Mosta Launches MainUSD Stablecoin For Global Settlement
Stablecoin supply sits near $321 billion. USDT and USDC hold more than 80% of that base. The remaining slice — roughly $60 billion across every other issuer — is where the structural shift is accelerating.
Marcus Thorne·updated June 23, 2026

The Issuance Stack
MainUSD is not a Tether competitor in the traditional sense. It is a settlement instrument bundled into a business banking product. Mosta co-founder Denis Spasio framed the launch around fungibility between fiat and stablecoin rails: customers convert incoming funds or crypto into a single MainUSD balance, then exit through either channel. Swaps, according to the company, can reach zero fees depending on the plan. Mosta already supports USDT and USDC; EURC is said to be coming. Brale handles the regulatory compliance, reserve management, and issuance infrastructure — the part that, a few years ago, was the barrier to entry for any non-Tether, non-Circle issuer.
The economics of that stack matter. Brale sells the hard part as a service. MoneyGram launched MGUSD in June through Stripe's Bridge. Mastercard agreed to acquire BVNK for up to $1.8 billion. Stripe, Circle, Visa, and PayPal are all building proprietary settlement rails. The pattern is uniform: incumbents and fintechs are absorbing stablecoin issuance as a feature layer, not a core business.
The Liquidity Delta
The underlying flow data explains the move. Per figures compiled by Reap, stablecoin payment volume reached roughly $390 billion in 2025, more than double the prior year. Business-to-business stablecoin flows grew over 700% to above $3 billion per month by year-end. Sami Start of Transak noted on the On The Margin podcast that retail crypto activity has cooled while institutional stablecoin adoption for real-world use cases continues to expand — the two cycles have decoupled.

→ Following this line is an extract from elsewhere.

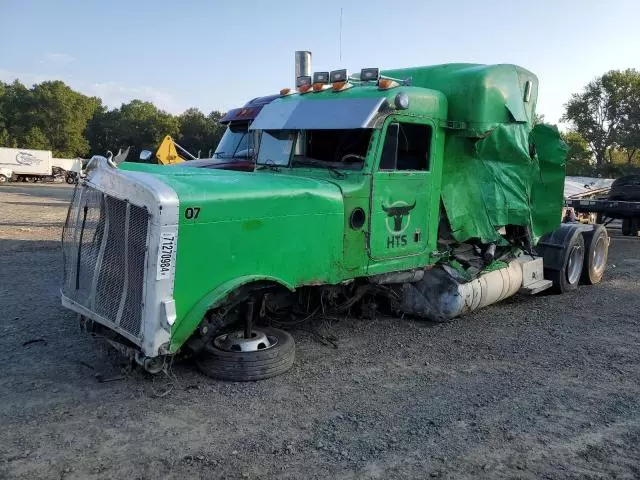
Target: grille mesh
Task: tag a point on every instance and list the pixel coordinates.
(104, 251)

For Tether specifically, the implication is structural, not existential. USDT remains the dominant settlement asset by volume, but the issuance layer is being commoditized. Anton Lobintsev, speaking on the same podcast, described Tether as the largest real-world asset on-chain — "they tokenize the dollar" — but acknowledged that logic is now propagating downstream. When minting a dollar token becomes a product feature rather than a moonshot, USDT's competitive moat shifts from issuance technology to distribution, liquidity depth, and reserve attestation cadence.
What To Track
Three data points warrant monitoring as MainUSD and its cohort reach the market:
- Reserve attestation frequency and structure for Brale-issued tokens. The provider's compliance architecture is the actual risk surface, not Mosta's brand.

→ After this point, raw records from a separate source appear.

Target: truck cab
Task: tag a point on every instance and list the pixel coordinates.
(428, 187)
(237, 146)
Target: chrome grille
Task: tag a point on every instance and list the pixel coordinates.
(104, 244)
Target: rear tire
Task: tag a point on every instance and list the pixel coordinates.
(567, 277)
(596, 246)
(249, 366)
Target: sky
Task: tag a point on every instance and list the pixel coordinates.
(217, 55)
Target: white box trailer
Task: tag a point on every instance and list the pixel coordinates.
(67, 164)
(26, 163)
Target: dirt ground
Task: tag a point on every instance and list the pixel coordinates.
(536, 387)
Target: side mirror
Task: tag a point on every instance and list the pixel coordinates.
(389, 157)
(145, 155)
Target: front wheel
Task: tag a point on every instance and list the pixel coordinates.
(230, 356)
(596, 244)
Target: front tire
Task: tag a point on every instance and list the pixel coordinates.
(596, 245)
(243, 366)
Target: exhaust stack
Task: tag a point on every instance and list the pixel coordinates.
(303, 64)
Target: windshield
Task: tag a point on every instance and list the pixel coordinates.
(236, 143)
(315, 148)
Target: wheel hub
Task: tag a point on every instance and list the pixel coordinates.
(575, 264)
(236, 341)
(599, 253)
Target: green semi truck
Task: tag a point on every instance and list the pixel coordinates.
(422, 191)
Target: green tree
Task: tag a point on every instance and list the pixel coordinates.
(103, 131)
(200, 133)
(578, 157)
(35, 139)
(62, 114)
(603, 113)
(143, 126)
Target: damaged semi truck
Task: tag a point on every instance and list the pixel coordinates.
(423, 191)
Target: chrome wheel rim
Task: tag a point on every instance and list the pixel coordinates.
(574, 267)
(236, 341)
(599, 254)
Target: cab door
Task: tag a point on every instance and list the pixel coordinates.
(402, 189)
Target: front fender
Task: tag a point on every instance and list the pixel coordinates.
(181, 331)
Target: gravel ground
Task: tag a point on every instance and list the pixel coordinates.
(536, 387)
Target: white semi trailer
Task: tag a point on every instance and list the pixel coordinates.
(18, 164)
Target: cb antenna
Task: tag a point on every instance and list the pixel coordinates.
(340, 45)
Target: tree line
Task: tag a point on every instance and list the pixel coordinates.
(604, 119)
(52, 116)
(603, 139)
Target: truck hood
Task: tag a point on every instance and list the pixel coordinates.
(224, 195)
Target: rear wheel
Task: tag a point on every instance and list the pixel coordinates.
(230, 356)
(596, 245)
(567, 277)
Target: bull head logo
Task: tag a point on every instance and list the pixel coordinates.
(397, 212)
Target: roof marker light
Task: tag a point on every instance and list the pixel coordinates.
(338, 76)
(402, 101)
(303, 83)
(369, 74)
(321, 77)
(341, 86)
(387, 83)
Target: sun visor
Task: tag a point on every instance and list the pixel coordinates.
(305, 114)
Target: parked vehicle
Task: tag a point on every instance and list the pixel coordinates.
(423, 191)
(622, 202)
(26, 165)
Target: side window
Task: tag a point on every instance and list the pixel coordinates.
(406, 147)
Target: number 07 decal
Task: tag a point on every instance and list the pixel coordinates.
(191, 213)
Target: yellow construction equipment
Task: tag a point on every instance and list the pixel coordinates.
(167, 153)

- Cross-rail settlement volume between MainUSD, USDT, and USDC inside the Mosta platform. A non-zero net flow into MainUSD at the expense of USDT would signal demand elasticity at the corporate treasury level.
- EURC integration timing. If Mosta follows through, it tests whether a single issuer can hold meaningful share across multiple fiat-denominated stables without diluting liquidity per pair.
The broader signal: the $321 billion stablecoin base is becoming an infrastructure layer, not a product category. USDT still anchors it. The marginal entrant no longer threatens that anchor directly — it competes for the settlement fee capture that Tether historically commanded.